R sucks

I was trying to make some new graphs using 5-year-old R code and I got all these problems because I was reading in files with variable names such as “co.fipsid” and now R is automatically changing them to “co_fipsid”. Or maybe the names had underbars all along, and the old R had changed them into dots. Whatever. I understand that backward compatibility can be hard to maintain, but this is just annoying.

29 thoughts on “R sucks

  1. I think R’s behavior for handling special chars in column names has always been suboptimal. Often the first thing I do after reading a dataset is to sanitize the names in a way that I like. the gsub function can be helpful here.

  2. I’m not able to fully reproduce this behavior, I used the latest version of R (beta).
    Can you share some codes to reproduce to error ?

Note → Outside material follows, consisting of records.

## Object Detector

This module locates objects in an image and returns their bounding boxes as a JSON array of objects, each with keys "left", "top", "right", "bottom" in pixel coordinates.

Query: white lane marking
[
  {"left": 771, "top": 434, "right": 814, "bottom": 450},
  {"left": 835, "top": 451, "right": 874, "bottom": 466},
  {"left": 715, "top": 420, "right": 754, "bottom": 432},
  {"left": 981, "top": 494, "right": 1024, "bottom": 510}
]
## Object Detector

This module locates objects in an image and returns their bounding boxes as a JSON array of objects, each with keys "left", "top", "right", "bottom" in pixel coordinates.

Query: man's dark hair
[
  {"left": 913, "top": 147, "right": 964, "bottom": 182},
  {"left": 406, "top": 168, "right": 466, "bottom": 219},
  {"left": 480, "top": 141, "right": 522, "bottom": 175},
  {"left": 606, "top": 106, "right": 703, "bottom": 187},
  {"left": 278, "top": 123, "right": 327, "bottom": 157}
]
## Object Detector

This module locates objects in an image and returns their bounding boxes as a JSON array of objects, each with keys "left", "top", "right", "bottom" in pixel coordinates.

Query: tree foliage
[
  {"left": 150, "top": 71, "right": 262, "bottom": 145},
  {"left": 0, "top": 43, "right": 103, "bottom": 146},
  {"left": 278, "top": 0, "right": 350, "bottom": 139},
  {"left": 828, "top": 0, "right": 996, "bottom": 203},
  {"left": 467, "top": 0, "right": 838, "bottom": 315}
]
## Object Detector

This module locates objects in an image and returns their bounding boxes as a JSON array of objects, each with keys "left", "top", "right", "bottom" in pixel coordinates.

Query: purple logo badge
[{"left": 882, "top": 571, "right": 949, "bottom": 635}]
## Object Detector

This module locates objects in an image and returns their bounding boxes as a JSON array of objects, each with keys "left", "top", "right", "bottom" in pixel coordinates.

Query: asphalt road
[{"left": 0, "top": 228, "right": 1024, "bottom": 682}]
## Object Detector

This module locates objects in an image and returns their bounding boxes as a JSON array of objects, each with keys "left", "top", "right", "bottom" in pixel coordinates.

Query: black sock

    df <- read.table(text = "A.b C.d
    1 3
    10 11",
    header = TRUE)

    str(df)
    ## 'data.frame': 2 obs. of 2 variables:
    ## $ A.b: int 1 10
    ## $ C.d: int 3 11

    sessionInfo()
    ## R version 3.0.1 Patched (2013-06-28 r63090)
    ## Platform: x86_64-unknown-linux-gnu (64-bit)

    ## locale:
    ## [1] LC_CTYPE=en_US.UTF-8 LC_NUMERIC=C
    ## [3] LC_TIME=en_US.UTF-8 LC_COLLATE=en_US.UTF-8
    ## [5] LC_MONETARY=en_US.UTF-8 LC_MESSAGES=en_US.UTF-8
    ## [7] LC_PAPER=en_US.UTF-8 LC_NAME=C
    ## [9] LC_ADDRESS=C LC_TELEPHONE=C
    ## [11] LC_MEASUREMENT=en_US.UTF-8 LC_IDENTIFICATION=C

    ## attached base packages:
    ## [1] stats graphics grDevices utils datasets methods
    ## [7] base

    ## other attached packages:
    ## [1] XML_3.98-1.1 stringr_0.6.2 reshape2_1.2.2 plyr_1.8
    ## [5] MASS_7.3-26

    ## loaded via a namespace (and not attached):
    ## [1] compiler_3.0.1 tools_3.0.1

    • I cannot reproduce this behavior either with the current version of R. I believe it was because an old version of R changed the underscore to a dot, but more recent versions of R can respect the underscores now.

      > df
      > df
      A.b C.d
      1 1 3
      2 10 11
      > sessionInfo()
      R version 3.0.1 (2013-05-16)
      Platform: x86_64-pc-linux-gnu (64-bit)

      locale:
      [1] LC_CTYPE=en_US.UTF-8 LC_NUMERIC=C
      [3] LC_TIME=en_US.UTF-8 LC_COLLATE=en_US.UTF-8
      [5] LC_MONETARY=en_US.UTF-8 LC_MESSAGES=en_US.UTF-8
      [7] LC_PAPER=C LC_NAME=C
      [9] LC_ADDRESS=C LC_TELEPHONE=C
      [11] LC_MEASUREMENT=en_US.UTF-8 LC_IDENTIFICATION=C

      attached base packages:
      [1] stats graphics grDevices utils datasets methods base

      • I’m pretty sure is that Andrew’s problem is that he has column headers with underscores which *used* to get converted to dots by make.names() (called from read.table()) but no longer do. In fact, ?make.names shows that there is an “allow_” argument (“for compatibility with R prior to 1.9.0”):

        > make.names(“a_b”)
        [1] “a_b”
        > make.names(“a_b”,allow_=FALSE)
        [1] “a.b”

        So following x <- read.table(…) with setNames(x,make.names(names(x),allow_=FALSE)) should
        reproduce the old behavio(u)r.

        This seems to do the trick:

        library("Defaults")
        setDefaults(make.names,allow_=FALSE)
        read.table(text=
        "first_col second_col
        12 34
        ",header=TRUE)
        ## first.col second.col
        ## 12 34

      • Why is underscore better? It’s annoying for me, because ESS in Emacs always converts it to <- unless I quote it first. I prefer . And cleaning up names myself makes the code easier for me to maintain when I'm collaborating with folks who change variable names on me and capitalize inconsistently.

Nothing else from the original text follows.